Oh what I would not give to not see what you should not have seen! ;)

"It is a mistake to fancy that horror is associated inextricably with darkness, silence, and solitude. I found it in the glare of mid-afternoon, in the clangour of a metropolis, and in the teeming midst of a shabby and commonplace rooming-house with a prosaic landlady and two stalwart men by my side." - H.P. Lovecraft
 
Neil - because the thing learns on its own, it is surely not going to disregard a large effect while trying to tie down a small effect.

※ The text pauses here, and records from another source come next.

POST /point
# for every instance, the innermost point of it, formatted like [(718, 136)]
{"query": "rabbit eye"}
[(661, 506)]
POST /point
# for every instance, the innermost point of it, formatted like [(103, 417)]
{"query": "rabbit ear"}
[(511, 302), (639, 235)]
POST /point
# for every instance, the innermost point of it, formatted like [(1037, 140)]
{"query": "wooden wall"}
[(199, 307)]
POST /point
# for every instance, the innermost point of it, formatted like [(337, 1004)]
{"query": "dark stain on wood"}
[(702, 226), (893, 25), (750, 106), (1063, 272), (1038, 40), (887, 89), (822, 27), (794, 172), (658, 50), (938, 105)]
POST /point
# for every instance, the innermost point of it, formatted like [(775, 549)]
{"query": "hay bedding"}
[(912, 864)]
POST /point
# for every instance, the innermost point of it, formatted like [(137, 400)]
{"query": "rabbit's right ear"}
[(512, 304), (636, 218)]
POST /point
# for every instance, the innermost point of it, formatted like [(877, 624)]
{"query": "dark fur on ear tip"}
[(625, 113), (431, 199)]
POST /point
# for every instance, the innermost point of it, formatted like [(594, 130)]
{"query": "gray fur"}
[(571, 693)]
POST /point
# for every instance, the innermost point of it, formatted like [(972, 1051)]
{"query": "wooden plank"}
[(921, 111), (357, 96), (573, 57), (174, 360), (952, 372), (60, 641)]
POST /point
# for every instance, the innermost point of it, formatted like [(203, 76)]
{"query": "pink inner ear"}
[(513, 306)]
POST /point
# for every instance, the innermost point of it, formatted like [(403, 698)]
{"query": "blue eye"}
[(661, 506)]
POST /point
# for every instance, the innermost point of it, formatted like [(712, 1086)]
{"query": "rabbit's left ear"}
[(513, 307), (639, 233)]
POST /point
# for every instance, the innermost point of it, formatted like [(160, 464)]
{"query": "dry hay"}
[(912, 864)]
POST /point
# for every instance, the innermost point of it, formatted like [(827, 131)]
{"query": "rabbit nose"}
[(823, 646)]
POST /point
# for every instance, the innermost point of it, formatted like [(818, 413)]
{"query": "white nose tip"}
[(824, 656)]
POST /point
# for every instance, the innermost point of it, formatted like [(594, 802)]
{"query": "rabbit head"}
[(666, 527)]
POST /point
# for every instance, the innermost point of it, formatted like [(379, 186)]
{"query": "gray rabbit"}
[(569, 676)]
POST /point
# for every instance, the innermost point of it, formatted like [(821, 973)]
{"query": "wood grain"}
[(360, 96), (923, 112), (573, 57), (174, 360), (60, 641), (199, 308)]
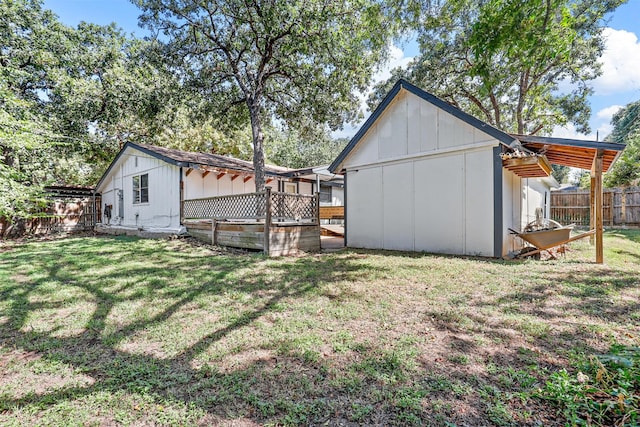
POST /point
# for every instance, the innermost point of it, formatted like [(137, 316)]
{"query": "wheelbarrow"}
[(545, 237)]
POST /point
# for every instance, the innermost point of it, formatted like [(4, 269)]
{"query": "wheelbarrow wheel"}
[(523, 253)]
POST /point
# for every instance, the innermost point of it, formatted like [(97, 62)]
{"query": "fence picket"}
[(621, 207)]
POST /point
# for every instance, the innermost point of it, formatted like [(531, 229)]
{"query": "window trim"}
[(329, 192), (138, 192)]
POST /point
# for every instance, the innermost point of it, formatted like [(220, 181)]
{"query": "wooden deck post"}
[(597, 172), (267, 219), (592, 208)]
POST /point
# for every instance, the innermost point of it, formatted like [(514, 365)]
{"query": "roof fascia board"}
[(135, 147), (501, 136)]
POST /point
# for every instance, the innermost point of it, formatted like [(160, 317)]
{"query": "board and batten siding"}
[(163, 209), (421, 179)]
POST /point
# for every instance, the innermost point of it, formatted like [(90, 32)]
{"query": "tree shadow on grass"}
[(264, 390), (370, 383)]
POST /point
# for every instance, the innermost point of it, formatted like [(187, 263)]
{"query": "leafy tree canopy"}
[(278, 60), (503, 60)]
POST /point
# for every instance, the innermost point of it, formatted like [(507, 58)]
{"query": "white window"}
[(141, 188), (290, 187)]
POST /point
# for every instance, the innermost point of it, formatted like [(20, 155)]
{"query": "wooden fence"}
[(62, 215), (331, 212), (621, 207), (276, 223)]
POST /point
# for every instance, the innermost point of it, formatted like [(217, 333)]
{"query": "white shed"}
[(422, 175)]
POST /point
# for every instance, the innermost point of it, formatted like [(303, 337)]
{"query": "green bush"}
[(606, 394)]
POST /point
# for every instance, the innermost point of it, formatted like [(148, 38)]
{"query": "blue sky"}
[(619, 84)]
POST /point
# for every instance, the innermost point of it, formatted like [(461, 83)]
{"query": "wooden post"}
[(267, 219), (181, 192), (597, 168), (592, 208), (623, 207), (317, 204)]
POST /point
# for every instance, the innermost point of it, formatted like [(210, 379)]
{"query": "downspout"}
[(181, 190)]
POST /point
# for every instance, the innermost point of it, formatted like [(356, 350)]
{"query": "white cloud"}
[(620, 63), (569, 131), (602, 126)]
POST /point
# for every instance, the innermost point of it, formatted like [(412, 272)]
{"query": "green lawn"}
[(104, 331)]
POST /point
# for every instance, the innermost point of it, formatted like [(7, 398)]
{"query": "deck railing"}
[(261, 206)]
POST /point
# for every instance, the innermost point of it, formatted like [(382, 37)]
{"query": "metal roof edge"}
[(570, 142)]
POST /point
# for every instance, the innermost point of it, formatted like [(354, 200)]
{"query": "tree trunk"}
[(258, 148)]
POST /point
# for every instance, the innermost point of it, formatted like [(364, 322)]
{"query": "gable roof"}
[(501, 136), (560, 151), (194, 160)]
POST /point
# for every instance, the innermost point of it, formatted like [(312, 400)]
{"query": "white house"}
[(142, 189), (422, 175)]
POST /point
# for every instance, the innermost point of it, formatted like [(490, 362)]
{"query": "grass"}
[(103, 330)]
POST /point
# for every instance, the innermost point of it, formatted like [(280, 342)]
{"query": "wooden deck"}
[(332, 230)]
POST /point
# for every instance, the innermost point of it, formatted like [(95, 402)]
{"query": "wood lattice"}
[(292, 207), (284, 207), (238, 206)]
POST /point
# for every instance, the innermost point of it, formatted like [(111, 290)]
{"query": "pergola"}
[(533, 155)]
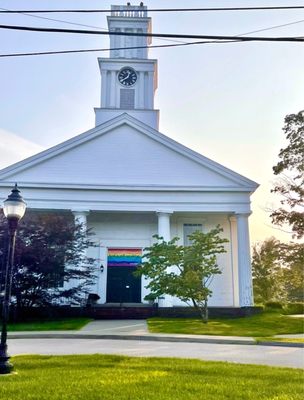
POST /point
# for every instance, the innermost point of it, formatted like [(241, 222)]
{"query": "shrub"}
[(294, 308)]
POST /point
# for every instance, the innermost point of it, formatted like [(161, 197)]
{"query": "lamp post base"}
[(5, 366)]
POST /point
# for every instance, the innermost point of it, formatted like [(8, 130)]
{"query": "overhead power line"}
[(115, 48), (160, 9), (72, 23), (156, 35)]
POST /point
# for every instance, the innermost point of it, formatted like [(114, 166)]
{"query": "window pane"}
[(188, 229)]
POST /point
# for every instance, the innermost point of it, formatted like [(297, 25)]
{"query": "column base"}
[(5, 366)]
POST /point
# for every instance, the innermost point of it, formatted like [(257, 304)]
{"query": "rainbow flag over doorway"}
[(124, 257)]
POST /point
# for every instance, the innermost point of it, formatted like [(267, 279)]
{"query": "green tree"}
[(50, 250), (292, 256), (290, 170), (184, 271), (267, 271)]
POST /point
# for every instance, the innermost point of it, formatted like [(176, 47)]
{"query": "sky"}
[(225, 101)]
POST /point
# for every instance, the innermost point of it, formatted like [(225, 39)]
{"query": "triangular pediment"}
[(124, 152)]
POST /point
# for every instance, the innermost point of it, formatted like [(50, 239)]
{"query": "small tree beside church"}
[(185, 272), (50, 251)]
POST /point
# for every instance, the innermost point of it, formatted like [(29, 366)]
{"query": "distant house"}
[(128, 181)]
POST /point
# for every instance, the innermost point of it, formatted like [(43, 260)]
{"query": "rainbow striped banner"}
[(124, 257)]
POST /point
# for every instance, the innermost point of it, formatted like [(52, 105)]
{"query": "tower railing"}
[(129, 11)]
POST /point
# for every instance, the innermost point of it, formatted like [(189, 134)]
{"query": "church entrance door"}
[(122, 285)]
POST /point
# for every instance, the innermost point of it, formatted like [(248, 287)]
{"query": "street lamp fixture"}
[(14, 208)]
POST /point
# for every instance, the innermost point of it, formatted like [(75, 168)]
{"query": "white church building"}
[(127, 181)]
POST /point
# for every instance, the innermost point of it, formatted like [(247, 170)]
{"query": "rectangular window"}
[(127, 99), (188, 229)]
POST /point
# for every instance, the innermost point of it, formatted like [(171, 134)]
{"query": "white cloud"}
[(14, 148)]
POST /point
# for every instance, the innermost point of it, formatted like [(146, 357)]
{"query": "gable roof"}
[(141, 157)]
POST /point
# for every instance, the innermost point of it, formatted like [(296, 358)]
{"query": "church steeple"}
[(128, 77)]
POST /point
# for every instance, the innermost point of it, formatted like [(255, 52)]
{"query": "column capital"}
[(242, 215), (164, 212), (80, 212)]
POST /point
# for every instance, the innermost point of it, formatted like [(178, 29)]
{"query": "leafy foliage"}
[(184, 271), (266, 271), (278, 271), (50, 251), (290, 169)]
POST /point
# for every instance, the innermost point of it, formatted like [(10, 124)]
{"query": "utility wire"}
[(73, 23), (142, 47), (135, 8), (156, 35), (116, 48)]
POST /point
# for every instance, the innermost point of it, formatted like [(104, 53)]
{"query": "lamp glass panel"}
[(14, 209)]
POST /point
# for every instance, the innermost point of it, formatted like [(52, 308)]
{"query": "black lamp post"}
[(14, 208)]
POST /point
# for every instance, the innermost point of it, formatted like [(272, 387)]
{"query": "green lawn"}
[(51, 325), (264, 324), (94, 377)]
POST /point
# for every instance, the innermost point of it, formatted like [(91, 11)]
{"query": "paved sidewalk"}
[(127, 330), (136, 330)]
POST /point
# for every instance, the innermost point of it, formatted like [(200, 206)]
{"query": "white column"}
[(244, 262), (104, 91), (150, 94), (165, 232), (141, 90), (81, 217), (164, 225), (113, 90)]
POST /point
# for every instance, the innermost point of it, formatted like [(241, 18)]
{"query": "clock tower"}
[(128, 77)]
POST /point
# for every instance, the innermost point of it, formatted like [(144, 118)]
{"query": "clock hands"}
[(126, 77)]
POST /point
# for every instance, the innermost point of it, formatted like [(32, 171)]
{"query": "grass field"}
[(264, 324), (94, 377), (51, 325)]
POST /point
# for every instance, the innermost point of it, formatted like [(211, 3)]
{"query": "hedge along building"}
[(128, 181)]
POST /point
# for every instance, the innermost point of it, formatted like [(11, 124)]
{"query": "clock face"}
[(127, 76)]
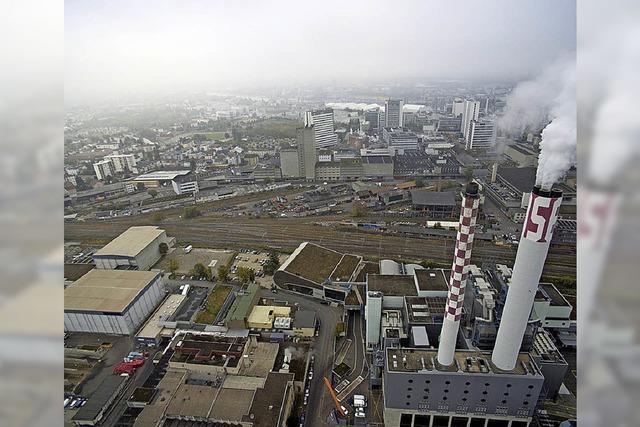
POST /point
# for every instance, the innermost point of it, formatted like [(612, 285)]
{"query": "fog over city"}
[(117, 49)]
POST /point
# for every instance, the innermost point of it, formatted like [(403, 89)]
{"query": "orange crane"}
[(336, 402)]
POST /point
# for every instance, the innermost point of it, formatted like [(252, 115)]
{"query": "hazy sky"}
[(116, 48)]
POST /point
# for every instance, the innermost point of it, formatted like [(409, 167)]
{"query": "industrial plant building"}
[(111, 301), (495, 370), (137, 248)]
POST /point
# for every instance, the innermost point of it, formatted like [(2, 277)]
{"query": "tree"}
[(174, 265), (272, 263), (246, 274), (190, 212), (164, 248), (223, 273)]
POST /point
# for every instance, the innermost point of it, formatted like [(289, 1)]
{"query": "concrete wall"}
[(125, 323), (425, 392)]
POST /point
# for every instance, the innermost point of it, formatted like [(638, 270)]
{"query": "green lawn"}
[(213, 304)]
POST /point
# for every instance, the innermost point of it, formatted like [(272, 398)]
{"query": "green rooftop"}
[(242, 305)]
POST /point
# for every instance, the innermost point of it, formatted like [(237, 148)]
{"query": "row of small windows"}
[(530, 386)]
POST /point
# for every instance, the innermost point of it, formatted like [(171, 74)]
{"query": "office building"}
[(398, 140), (122, 162), (471, 112), (103, 169), (289, 166), (482, 134), (393, 113), (306, 152), (322, 122), (457, 108)]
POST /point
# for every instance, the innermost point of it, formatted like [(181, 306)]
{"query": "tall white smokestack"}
[(537, 231), (457, 281)]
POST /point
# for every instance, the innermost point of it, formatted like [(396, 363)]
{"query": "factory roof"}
[(432, 280), (161, 175), (423, 310), (75, 271), (305, 319), (167, 309), (377, 159), (465, 361), (130, 243), (555, 297), (312, 262), (242, 304), (345, 268), (192, 400), (99, 399), (392, 285), (523, 179), (106, 290), (268, 402), (231, 404), (424, 197)]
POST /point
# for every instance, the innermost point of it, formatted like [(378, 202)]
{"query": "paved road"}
[(319, 404)]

Food is one of the major world economic factors, and even in the US it is very indicative.

Energy is strongly related to general inflation and the cost of food.
 
NJC - what, precisely, do you want Congress to tie down?
 
Re P-Nat acting like a toddler: it has been my experience with toddlers that most of the time your toddler brings you some random object, but sometimes if you ask them nicely, they bring you something very important, like your missing keys.

Toddlers may not be experienced, and they're not the best communicators, but they're sure not dumb. If they come pull on Mom's sleeve to tell her something urgent, Mom should pay attention.

(P.S. if you ever find a way to fix the food-fixated P-Nat, be sure to post it, since I too have a toddler who's obsessed with food.)
 
Could the demographic make up of the population
have an impact on the declining income ? I know
state and local governments have reduced wages
as well as slashing jobs . Maybe the imputed data
was incorrect.
Sporkfed
 
Perhaps P-Nat does not have a disorder. Perhaps the world really has gone temporarily insane. But sanity will return: there is a limit to the number of brightly colored machine tools that the global policymakers can load on the giraffe.